RIVER OF BLOOD, somebody said, as they crossed the stream. It might have been Matthew who’d asked the question that river of blood was the answer to. That’s what Chickamauga meant in Indian, somebody said. Henry, Forrest thought it might have been—Ornery as he preferred to say it—that colored feller that kept company with Matthew, that some thought looked a little like an Indian himself, and who sometimes acted like he knew what Indians used to think.

It was a stretch to call the Chickamauga a river, though it made a right good-sized creek. They’d crossed over Reed’s Bridge to the west and been happy to find the bridge was there—defended by a handful of Yankee pickets, who offered some hand-to-hand fighting across the planks, though not enough of them were killed to make the stream run red. Forrest reckoned the Indians must have passed some time killing each other here, back when Indians were numerous in these parts, and strong. Blood in this water would flow more or less north, the threads of it twisting and tangling along the winds and bends of Chickamauga Creek till it dumped in the Tennessee River north of Chattanooga.
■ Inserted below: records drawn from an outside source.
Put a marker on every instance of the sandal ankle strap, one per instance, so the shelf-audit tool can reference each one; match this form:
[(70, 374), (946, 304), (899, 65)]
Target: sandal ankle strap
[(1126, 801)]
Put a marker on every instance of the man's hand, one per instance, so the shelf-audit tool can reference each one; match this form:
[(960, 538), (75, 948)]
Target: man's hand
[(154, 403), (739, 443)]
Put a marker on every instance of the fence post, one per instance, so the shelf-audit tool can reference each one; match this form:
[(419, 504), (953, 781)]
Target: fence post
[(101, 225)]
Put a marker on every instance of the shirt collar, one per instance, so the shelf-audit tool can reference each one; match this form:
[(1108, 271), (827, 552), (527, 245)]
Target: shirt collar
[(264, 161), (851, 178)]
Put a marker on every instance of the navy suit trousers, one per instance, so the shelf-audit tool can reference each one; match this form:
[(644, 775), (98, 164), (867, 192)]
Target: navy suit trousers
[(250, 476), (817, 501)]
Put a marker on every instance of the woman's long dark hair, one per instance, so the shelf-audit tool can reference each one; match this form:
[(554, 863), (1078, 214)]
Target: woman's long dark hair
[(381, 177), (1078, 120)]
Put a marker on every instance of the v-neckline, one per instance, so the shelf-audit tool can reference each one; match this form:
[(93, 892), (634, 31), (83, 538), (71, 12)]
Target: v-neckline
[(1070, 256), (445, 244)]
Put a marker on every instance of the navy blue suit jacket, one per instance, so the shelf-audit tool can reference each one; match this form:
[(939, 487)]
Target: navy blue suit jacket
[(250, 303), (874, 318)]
Now there was another Indian name, and maybe Henry knew its meaning also. It was a curiosity having an eddicated nigger like that in the company … But Forrest’s mind was on other matters now. For days now they had been playing hide and go seek with the different Yankee divisions General Rosecrans had scattered, maybe even got lost from him and each other, in the wooded hills and coves between Chickamauga Creek and the high ridges east of Chattanooga. Lost and confused and ripe for a whuppen. But Braxton Bragg, that no-count mollycoddle, could not get his mind made up to go in and start the job and get it finished with. Forrest caught a wisp of beard in the corner of his mouth and began to grind his teeth on it—a sorry habit that seemed to come over him whenever he had to study on General Bragg. It must be in cases like this, he supposed, that a feller might like to chaw tobacco. Bragg had let himself be outflanked and maneuvered and shoved out of the forage-rich farmland of Middle Tennessee, as if it were his own shadow that had spooked him clear south to Chattanooga, and then he gave that up too when Rosecrans and his army appeared, yielding the town and its critical nexus of railroads without the ghost of a fight, arguing he would lure the Yankees out into the mountains and beat them there.